RFID obtains target information wirelessly through radio frequency to achieve identification, in which the system structure requires a Reader and a Tag. Tags are divided into active and passive, active tags have their own power supply, and passive tags receive the reader's energy. When the energy is accumulated enough, the circuit on the card will do the calculation and signal transmission, RFID systems with different frequencies have their advantages and disadvantages, different distance, penetration, security, etc. In accordance with the different application context with the appropriate system, you can get the maximum efficiency and economic costs.
RFID is the process by which items are uniquely identified using radio waves, and NFC is a specialized subset within the family of RFID technology. Specifically, NFC is a branch of High-Frequency (HF) RFID, and both operate at the 13.56 MHz frequency. NFC is designed to be a secure form of data exchange, and an NFC device is capable of being both an NFC reader and an NFC tag. This unique feature allows NFC devices to communicate peer-to-peer.
By definition, RFID is the method of uniquely identifying items using radio waves. At a minimum, an RFID system comprises a tag, a reader, and an antenna. The reader sends an interrogating signal to the tag via the antenna, and the tag responds with its unique information. RFID tags are either Active or Passive.
Active RFID tags contain their own power source giving them the ability to broadcast with a read range of up to 100 meters. Their long read range makes active RFID tags ideal for many industries where asset location and other improvements in logistics are important.
Passive RFID tags do not have their own power source. Instead, they are powered by the electromagnetic energy transmitted from the RFID reader. Because the radio waves must be strong enough to power the tags, passive RFID tags have a read range from near contact and up to 25 meters.

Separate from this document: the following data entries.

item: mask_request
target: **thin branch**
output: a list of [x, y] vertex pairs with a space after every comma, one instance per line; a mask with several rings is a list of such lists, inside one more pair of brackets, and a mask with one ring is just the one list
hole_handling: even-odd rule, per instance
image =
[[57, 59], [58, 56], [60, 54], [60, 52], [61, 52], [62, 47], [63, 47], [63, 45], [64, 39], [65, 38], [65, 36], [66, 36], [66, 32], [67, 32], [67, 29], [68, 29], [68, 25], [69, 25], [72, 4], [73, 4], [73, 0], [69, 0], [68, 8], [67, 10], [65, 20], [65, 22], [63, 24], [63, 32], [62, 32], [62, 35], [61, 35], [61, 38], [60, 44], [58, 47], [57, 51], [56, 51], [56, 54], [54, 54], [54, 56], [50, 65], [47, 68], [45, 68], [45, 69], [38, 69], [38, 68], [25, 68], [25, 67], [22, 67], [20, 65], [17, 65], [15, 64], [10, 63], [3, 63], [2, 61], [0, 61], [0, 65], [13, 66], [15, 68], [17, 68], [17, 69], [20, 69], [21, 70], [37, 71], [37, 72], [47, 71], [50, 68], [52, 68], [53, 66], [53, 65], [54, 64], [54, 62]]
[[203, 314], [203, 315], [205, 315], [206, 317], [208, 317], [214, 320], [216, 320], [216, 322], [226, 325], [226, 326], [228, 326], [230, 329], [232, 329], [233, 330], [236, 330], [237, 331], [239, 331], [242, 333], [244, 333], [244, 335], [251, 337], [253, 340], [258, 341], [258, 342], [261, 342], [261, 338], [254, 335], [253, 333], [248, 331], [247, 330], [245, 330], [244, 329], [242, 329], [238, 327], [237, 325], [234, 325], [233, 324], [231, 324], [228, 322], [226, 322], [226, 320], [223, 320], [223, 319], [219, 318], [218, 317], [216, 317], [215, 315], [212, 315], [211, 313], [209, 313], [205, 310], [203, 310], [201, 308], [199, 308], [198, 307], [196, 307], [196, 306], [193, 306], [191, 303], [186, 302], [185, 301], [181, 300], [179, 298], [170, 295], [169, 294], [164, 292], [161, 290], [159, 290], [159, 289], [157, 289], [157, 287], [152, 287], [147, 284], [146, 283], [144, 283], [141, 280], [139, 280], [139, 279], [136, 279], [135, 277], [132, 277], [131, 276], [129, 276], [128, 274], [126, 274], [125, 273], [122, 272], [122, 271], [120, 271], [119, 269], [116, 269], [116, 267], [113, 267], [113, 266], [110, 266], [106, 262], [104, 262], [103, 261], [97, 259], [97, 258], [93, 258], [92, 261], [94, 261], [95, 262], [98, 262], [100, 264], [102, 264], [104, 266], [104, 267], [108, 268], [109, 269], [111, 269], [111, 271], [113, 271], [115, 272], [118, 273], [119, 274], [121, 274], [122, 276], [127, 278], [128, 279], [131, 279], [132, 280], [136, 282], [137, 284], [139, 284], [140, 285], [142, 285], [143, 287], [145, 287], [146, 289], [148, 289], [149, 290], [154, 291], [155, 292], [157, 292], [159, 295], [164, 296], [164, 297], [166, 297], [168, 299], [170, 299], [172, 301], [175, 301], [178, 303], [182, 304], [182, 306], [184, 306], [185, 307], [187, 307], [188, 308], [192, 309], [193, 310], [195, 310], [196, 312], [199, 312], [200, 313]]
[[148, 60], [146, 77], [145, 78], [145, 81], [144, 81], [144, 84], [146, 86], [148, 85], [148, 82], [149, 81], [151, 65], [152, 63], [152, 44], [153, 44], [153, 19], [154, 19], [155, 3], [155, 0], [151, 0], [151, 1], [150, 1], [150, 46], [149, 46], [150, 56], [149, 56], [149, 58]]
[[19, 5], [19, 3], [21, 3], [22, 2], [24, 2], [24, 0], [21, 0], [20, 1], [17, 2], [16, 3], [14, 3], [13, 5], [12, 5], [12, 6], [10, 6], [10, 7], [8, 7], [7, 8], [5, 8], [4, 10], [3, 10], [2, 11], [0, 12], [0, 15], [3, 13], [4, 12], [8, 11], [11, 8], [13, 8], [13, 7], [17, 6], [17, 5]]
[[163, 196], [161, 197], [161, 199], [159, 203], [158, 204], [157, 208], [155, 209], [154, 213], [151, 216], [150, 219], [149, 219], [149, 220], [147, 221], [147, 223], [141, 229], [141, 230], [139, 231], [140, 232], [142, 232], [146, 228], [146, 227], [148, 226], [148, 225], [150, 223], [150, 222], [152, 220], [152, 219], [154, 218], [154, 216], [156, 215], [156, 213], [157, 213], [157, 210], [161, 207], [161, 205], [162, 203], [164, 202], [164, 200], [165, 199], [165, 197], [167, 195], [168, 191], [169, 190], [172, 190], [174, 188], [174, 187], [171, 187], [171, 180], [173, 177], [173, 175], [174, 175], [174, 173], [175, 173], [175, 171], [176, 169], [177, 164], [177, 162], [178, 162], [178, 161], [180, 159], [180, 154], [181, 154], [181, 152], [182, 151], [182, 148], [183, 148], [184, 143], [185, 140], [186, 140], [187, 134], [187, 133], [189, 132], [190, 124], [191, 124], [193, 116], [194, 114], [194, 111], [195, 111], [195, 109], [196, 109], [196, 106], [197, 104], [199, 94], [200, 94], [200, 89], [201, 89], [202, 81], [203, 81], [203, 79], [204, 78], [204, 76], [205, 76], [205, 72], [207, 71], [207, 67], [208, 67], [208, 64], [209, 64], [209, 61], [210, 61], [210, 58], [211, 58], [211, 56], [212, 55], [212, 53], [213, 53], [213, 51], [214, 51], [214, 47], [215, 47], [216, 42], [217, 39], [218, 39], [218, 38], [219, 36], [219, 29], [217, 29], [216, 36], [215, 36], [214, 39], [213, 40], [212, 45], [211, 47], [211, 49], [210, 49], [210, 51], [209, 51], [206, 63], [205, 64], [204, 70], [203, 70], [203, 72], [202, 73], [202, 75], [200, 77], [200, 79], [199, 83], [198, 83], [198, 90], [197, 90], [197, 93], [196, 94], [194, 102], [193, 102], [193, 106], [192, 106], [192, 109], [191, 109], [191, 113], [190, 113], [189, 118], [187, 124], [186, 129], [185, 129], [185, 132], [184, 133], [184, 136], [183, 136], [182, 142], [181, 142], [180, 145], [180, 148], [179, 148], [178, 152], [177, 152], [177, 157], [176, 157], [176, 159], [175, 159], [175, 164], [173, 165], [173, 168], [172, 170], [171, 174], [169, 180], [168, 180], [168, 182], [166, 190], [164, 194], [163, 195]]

Passive RFID tags primarily operate at three frequency ranges:
Low Frequency (LF) 125 -134 kHz, High Frequency (HF)13.56 MHz, Ultra High Frequency (UHF) 856 MHz to 960 MHz, Near-field communication devices operate at the same frequency (13.56 MHz) as HF RFID readers and tags. The standards and protocols of the NFC format is based on RFID standards outlined in ISO/IEC 14443, FeliCa, and the basis for parts of ISO/IEC 18092. These standards deal with the use of RFID in proximity cards.
As a finely honed version of HF RFID, near-field communication devices have taken advantage of the short read range limitations of its radio frequency.
Because NFC devices must be in close proximity to each other, usually no more than a few centimeters, it has become a popular choice for secure communication between consumer devices such as smartphones.
Peer-to-peer communication is a feature that sets NFC apart from typical RFID devices. An NFC device is able to act both as a reader and as a tag. This unique ability has made NFC a popular choice for contactless payment, a key driver in the decision by influential players in the mobile industry to include NFC in newer smartphones. Also, NFC smartphones pass along information from one smartphone to the other by tapping the two devices together, which turns sharing data such as contact info or photographs into a simple task. Recently, you may have seen advertising campaigns that used smart posters to pass information along to the consumers.
Also, NFC devices can read passive NFC tags, and some NFC devices are able to read passive HF RFID tags that are compliant with ISO 15693. The data on these tags can contain commands for the device such as opening a specific mobile application. You may start seeing HF RFID tags and NFC tags more frequently in advertisements, posters, and signs as it’s an efficient method to pass along information to consumers.
At the end of the day, NFC builds upon the standards of HF RFID and turns the limitations of its operating frequency into a unique feature of near-field communication.